Simon Peter may be ready to take a sword and fight, but he is not ready to take the towel of service and wash somebody’s feet or have his feet washed. Who will be greatest? Sometimes I shudder to think what that will be like at the judgment of the Lord and when the Lord himself elevates whom he will.
A fourth problem that they faced and that we still face, and I’m going to have to walk softly here, because I do not want to be misunderstood. They said, “Lord, we saw a man casting out devils in your name and we tried to stop him because he’s not one of us.” They had this exclusivism that said “we are the only ones” and the Lord said, “You let him alone. Let anybody alone who is fighting the devil. Let anybody alone who is casting out devils and delivering people from the power of Satan. Because, if he’s not against us, he’s for us, and if he’s for us, he’s not against us.”
I’m going to tell you that is a spirit that can literally cripple a church and bind them. Here’s why I want to be very careful. At the School of Theology, we’ve had quite a number of Church of God of Prophecy ministers and I know friends – I have quite a few friends there – who have preached that the Church of God of Prophecy is not the only bride of Christ and they have been dealt with and they have suffered.

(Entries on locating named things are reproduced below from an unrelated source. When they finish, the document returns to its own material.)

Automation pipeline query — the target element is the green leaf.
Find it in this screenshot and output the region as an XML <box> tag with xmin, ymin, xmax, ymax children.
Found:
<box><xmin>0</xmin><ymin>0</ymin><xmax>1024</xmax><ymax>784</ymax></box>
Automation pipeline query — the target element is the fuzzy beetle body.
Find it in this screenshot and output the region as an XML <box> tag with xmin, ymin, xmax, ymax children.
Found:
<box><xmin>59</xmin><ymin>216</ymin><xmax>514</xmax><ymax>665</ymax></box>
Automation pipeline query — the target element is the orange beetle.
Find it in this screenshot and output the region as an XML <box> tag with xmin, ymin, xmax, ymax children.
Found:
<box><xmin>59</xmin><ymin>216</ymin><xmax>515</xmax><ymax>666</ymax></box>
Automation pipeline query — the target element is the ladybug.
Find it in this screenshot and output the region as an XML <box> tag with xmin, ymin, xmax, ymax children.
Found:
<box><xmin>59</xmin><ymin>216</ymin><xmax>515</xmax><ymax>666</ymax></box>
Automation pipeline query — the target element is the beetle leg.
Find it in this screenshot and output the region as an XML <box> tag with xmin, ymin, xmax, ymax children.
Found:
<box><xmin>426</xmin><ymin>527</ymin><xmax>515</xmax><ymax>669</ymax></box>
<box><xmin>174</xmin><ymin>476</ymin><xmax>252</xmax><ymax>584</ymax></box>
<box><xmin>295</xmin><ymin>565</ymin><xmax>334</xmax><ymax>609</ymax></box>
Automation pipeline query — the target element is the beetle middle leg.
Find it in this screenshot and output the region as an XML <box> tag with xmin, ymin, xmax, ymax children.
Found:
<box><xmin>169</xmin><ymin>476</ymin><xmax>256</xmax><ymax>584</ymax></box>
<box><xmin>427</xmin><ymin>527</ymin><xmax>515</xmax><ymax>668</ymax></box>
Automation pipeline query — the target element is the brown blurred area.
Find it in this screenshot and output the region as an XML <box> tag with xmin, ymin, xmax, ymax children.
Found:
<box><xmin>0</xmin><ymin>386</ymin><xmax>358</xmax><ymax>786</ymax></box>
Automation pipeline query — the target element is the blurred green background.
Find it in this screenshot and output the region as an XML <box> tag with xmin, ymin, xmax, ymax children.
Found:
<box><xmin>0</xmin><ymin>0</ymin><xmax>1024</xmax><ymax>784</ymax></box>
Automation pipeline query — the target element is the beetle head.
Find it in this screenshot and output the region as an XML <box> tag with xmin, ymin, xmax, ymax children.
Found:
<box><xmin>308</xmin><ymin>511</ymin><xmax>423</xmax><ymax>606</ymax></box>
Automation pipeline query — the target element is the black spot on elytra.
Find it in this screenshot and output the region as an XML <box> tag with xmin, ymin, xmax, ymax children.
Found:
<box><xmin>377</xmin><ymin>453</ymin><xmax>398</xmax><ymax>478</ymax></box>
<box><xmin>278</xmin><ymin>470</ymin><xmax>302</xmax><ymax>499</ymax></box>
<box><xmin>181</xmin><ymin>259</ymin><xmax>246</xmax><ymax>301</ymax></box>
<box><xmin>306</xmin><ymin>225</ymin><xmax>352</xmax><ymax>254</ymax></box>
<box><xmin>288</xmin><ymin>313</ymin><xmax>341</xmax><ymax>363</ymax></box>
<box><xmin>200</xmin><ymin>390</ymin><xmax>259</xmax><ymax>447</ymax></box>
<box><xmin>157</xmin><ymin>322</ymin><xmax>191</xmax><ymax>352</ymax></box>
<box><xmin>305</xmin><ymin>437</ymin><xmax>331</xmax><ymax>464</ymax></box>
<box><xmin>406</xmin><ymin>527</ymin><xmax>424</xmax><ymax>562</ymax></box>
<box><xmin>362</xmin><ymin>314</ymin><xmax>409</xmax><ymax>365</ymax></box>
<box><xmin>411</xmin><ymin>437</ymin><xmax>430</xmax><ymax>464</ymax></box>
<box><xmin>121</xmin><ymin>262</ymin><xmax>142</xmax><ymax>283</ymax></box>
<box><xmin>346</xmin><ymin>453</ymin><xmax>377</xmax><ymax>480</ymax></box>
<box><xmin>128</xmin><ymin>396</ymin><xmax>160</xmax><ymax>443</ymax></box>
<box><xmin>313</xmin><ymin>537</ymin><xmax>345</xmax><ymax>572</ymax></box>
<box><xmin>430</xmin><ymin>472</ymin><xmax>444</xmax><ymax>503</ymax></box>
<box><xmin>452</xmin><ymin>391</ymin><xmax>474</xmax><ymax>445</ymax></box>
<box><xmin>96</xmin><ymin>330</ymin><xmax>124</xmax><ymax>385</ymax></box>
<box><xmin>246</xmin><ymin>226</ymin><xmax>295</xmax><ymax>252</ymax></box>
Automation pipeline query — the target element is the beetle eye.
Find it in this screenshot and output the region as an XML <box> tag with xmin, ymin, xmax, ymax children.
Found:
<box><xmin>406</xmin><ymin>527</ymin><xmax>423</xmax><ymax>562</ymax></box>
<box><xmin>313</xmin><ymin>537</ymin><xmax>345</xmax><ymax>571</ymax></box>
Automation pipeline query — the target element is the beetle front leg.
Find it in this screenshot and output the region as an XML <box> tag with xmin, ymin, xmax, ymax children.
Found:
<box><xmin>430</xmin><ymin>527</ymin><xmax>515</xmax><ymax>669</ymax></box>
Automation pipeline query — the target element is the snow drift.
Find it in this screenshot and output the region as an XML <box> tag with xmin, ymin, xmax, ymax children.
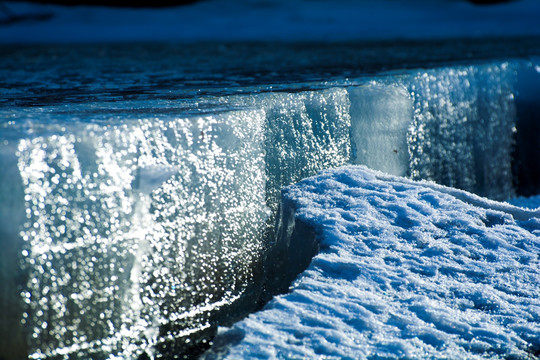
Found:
<box><xmin>0</xmin><ymin>51</ymin><xmax>539</xmax><ymax>359</ymax></box>
<box><xmin>210</xmin><ymin>167</ymin><xmax>540</xmax><ymax>359</ymax></box>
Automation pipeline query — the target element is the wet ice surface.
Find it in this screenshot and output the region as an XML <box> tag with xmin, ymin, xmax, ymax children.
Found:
<box><xmin>212</xmin><ymin>167</ymin><xmax>540</xmax><ymax>359</ymax></box>
<box><xmin>0</xmin><ymin>43</ymin><xmax>540</xmax><ymax>358</ymax></box>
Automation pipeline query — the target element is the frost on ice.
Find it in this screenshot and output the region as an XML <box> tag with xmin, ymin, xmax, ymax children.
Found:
<box><xmin>212</xmin><ymin>166</ymin><xmax>540</xmax><ymax>359</ymax></box>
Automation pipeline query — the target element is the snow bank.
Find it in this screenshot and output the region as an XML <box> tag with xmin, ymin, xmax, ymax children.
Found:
<box><xmin>0</xmin><ymin>0</ymin><xmax>540</xmax><ymax>43</ymax></box>
<box><xmin>210</xmin><ymin>166</ymin><xmax>540</xmax><ymax>359</ymax></box>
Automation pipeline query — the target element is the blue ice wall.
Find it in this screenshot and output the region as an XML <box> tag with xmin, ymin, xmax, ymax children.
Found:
<box><xmin>0</xmin><ymin>61</ymin><xmax>537</xmax><ymax>359</ymax></box>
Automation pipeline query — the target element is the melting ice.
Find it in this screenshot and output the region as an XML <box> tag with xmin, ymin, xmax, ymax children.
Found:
<box><xmin>0</xmin><ymin>57</ymin><xmax>533</xmax><ymax>359</ymax></box>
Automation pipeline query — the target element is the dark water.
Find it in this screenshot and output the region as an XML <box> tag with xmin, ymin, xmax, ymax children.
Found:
<box><xmin>0</xmin><ymin>38</ymin><xmax>540</xmax><ymax>359</ymax></box>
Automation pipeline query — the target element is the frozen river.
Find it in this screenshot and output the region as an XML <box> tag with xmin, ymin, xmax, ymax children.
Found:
<box><xmin>0</xmin><ymin>37</ymin><xmax>540</xmax><ymax>359</ymax></box>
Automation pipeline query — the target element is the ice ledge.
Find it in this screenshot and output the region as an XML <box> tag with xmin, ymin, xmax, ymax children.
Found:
<box><xmin>206</xmin><ymin>166</ymin><xmax>540</xmax><ymax>359</ymax></box>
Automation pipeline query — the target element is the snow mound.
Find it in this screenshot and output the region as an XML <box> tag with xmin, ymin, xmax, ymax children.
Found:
<box><xmin>206</xmin><ymin>166</ymin><xmax>540</xmax><ymax>359</ymax></box>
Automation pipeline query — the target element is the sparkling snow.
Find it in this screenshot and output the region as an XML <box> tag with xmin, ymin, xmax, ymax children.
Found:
<box><xmin>206</xmin><ymin>166</ymin><xmax>540</xmax><ymax>359</ymax></box>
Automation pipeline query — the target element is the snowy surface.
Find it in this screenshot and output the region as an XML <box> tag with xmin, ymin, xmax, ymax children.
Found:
<box><xmin>0</xmin><ymin>0</ymin><xmax>540</xmax><ymax>43</ymax></box>
<box><xmin>207</xmin><ymin>167</ymin><xmax>540</xmax><ymax>359</ymax></box>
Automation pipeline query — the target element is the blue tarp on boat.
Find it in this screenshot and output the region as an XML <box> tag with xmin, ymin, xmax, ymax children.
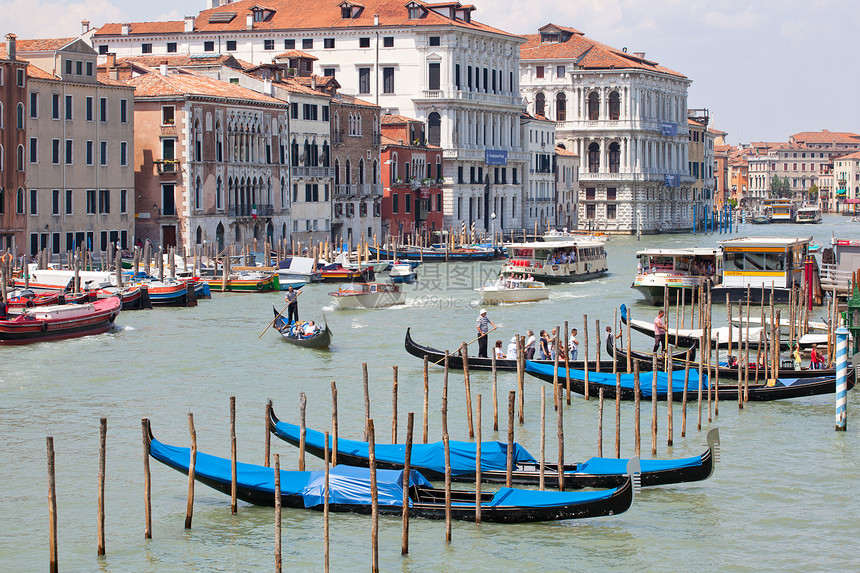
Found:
<box><xmin>302</xmin><ymin>465</ymin><xmax>431</xmax><ymax>507</ymax></box>
<box><xmin>526</xmin><ymin>360</ymin><xmax>708</xmax><ymax>397</ymax></box>
<box><xmin>150</xmin><ymin>440</ymin><xmax>431</xmax><ymax>507</ymax></box>
<box><xmin>574</xmin><ymin>456</ymin><xmax>702</xmax><ymax>475</ymax></box>
<box><xmin>275</xmin><ymin>421</ymin><xmax>537</xmax><ymax>475</ymax></box>
<box><xmin>482</xmin><ymin>484</ymin><xmax>626</xmax><ymax>507</ymax></box>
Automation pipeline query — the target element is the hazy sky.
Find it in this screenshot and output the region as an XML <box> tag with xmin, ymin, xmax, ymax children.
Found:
<box><xmin>0</xmin><ymin>0</ymin><xmax>860</xmax><ymax>144</ymax></box>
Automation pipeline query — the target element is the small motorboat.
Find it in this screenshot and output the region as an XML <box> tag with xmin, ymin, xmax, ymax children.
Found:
<box><xmin>0</xmin><ymin>297</ymin><xmax>122</xmax><ymax>344</ymax></box>
<box><xmin>329</xmin><ymin>283</ymin><xmax>406</xmax><ymax>309</ymax></box>
<box><xmin>475</xmin><ymin>276</ymin><xmax>549</xmax><ymax>304</ymax></box>
<box><xmin>388</xmin><ymin>263</ymin><xmax>417</xmax><ymax>285</ymax></box>
<box><xmin>272</xmin><ymin>306</ymin><xmax>331</xmax><ymax>348</ymax></box>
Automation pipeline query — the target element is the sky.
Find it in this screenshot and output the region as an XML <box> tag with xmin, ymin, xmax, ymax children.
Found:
<box><xmin>0</xmin><ymin>0</ymin><xmax>860</xmax><ymax>144</ymax></box>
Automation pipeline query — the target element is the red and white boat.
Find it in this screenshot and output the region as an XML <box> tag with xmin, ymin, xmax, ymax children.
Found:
<box><xmin>0</xmin><ymin>297</ymin><xmax>122</xmax><ymax>344</ymax></box>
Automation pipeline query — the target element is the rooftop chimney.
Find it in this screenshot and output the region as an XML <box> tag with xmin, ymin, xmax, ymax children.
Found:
<box><xmin>6</xmin><ymin>34</ymin><xmax>18</xmax><ymax>60</ymax></box>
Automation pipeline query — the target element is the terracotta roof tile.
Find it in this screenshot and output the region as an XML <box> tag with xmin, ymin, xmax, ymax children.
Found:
<box><xmin>520</xmin><ymin>26</ymin><xmax>686</xmax><ymax>78</ymax></box>
<box><xmin>380</xmin><ymin>113</ymin><xmax>419</xmax><ymax>125</ymax></box>
<box><xmin>95</xmin><ymin>0</ymin><xmax>516</xmax><ymax>38</ymax></box>
<box><xmin>789</xmin><ymin>129</ymin><xmax>860</xmax><ymax>144</ymax></box>
<box><xmin>126</xmin><ymin>72</ymin><xmax>288</xmax><ymax>106</ymax></box>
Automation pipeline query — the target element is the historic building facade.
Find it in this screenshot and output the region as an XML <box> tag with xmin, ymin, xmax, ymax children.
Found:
<box><xmin>520</xmin><ymin>113</ymin><xmax>556</xmax><ymax>229</ymax></box>
<box><xmin>0</xmin><ymin>34</ymin><xmax>27</xmax><ymax>253</ymax></box>
<box><xmin>382</xmin><ymin>114</ymin><xmax>445</xmax><ymax>238</ymax></box>
<box><xmin>128</xmin><ymin>65</ymin><xmax>290</xmax><ymax>252</ymax></box>
<box><xmin>520</xmin><ymin>24</ymin><xmax>705</xmax><ymax>233</ymax></box>
<box><xmin>92</xmin><ymin>0</ymin><xmax>527</xmax><ymax>235</ymax></box>
<box><xmin>331</xmin><ymin>94</ymin><xmax>383</xmax><ymax>244</ymax></box>
<box><xmin>10</xmin><ymin>38</ymin><xmax>135</xmax><ymax>256</ymax></box>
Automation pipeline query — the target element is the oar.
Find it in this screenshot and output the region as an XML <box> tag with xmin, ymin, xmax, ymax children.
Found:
<box><xmin>433</xmin><ymin>326</ymin><xmax>498</xmax><ymax>366</ymax></box>
<box><xmin>257</xmin><ymin>305</ymin><xmax>290</xmax><ymax>340</ymax></box>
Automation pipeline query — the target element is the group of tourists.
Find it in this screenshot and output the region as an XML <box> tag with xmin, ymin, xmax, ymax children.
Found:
<box><xmin>475</xmin><ymin>309</ymin><xmax>621</xmax><ymax>361</ymax></box>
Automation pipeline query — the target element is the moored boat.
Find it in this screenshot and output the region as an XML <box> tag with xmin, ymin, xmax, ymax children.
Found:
<box><xmin>0</xmin><ymin>297</ymin><xmax>122</xmax><ymax>344</ymax></box>
<box><xmin>269</xmin><ymin>408</ymin><xmax>720</xmax><ymax>489</ymax></box>
<box><xmin>147</xmin><ymin>424</ymin><xmax>639</xmax><ymax>523</ymax></box>
<box><xmin>272</xmin><ymin>306</ymin><xmax>331</xmax><ymax>348</ymax></box>
<box><xmin>632</xmin><ymin>248</ymin><xmax>721</xmax><ymax>306</ymax></box>
<box><xmin>475</xmin><ymin>277</ymin><xmax>549</xmax><ymax>304</ymax></box>
<box><xmin>329</xmin><ymin>283</ymin><xmax>406</xmax><ymax>309</ymax></box>
<box><xmin>502</xmin><ymin>239</ymin><xmax>607</xmax><ymax>283</ymax></box>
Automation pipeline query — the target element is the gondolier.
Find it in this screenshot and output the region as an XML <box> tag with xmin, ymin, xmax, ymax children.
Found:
<box><xmin>284</xmin><ymin>287</ymin><xmax>302</xmax><ymax>324</ymax></box>
<box><xmin>475</xmin><ymin>308</ymin><xmax>496</xmax><ymax>358</ymax></box>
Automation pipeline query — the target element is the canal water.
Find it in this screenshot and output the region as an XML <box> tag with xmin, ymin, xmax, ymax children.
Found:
<box><xmin>0</xmin><ymin>215</ymin><xmax>860</xmax><ymax>572</ymax></box>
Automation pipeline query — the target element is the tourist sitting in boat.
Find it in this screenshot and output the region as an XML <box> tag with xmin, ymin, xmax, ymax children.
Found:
<box><xmin>505</xmin><ymin>336</ymin><xmax>517</xmax><ymax>360</ymax></box>
<box><xmin>302</xmin><ymin>320</ymin><xmax>317</xmax><ymax>336</ymax></box>
<box><xmin>525</xmin><ymin>330</ymin><xmax>535</xmax><ymax>360</ymax></box>
<box><xmin>540</xmin><ymin>330</ymin><xmax>550</xmax><ymax>360</ymax></box>
<box><xmin>493</xmin><ymin>340</ymin><xmax>508</xmax><ymax>360</ymax></box>
<box><xmin>809</xmin><ymin>344</ymin><xmax>824</xmax><ymax>370</ymax></box>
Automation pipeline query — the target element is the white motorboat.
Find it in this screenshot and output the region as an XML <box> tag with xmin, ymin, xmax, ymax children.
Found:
<box><xmin>475</xmin><ymin>277</ymin><xmax>549</xmax><ymax>304</ymax></box>
<box><xmin>388</xmin><ymin>263</ymin><xmax>417</xmax><ymax>284</ymax></box>
<box><xmin>329</xmin><ymin>283</ymin><xmax>406</xmax><ymax>309</ymax></box>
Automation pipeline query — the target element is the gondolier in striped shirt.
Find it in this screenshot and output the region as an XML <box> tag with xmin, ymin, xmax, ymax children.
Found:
<box><xmin>475</xmin><ymin>308</ymin><xmax>496</xmax><ymax>358</ymax></box>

One man was a pastor, a good friend pastoring in Chattanooga, had to disagree with the Prophecy church because he took a firm stand and said that there are other people of God, and there are other people in the bride of Christ. This exclusive kind of idea that says unless you’ve got our label and you’ve got what we’ve got then you can’t belong to Christ. This is a serious kind of thing. Because you see, if God waits on a certain group to evangelize the world, it will never get done. I don’t want anybody else to go before us and beat us, but at the same time, I want to tell you, Thank God for the numbers and numbers of Spirit-filled Christians all around this world who are delivering people from the hand of Satan and winning souls by the multiplied millions!
We heard a man preach who was responsible for bringing two or three million souls to Christ last year alone. It was overwhelming. Rinehart Bonnke was responsible for bringing millions to Christ in one year. We will see some more attitudes that are contrary to real discipleship as we go further in this study. But let me say in this concluding point that these are the kinds of realities that can get ahold of us, not realizing we are in spiritual warfare and therefore not really praying and seeking God until we are endued with power from on high and are able to do what God wants us to do and the works that He wants us to do. Not understanding the ministry of suffering and what Jesus says, and not understanding what true greatness is and not understanding that the Lord is working through a lot of people in this world to get the message to circle this globe. Somehow I feel challenged. When I was putting this message together, I knew that each of these points is a sermon in itself if you want to approach it from a topical point of view. But it just simply puts together concepts that we face every day in our work for God that we need to watch for. I’m going to ask you to join in prayer right now that we may understand Christ and His will, that we will understand the road that He asks us to take, and like Simon Peter we would come to fully and finally understand what it means to suffer for Jesus Christ, that we could someway let the cross cut own and mow down our selfish ambitions and our self-centeredness, that we could rejoice and be counted worthy to be a part of the Body of Jesus Christ.
Hallelujah! Hallelujah! Oh God, speak to our hearts by your Spirit. May the Word of God be quickened in our hearts tonight. Lord, help us to press the battle forward in the Name of Jesus Christ.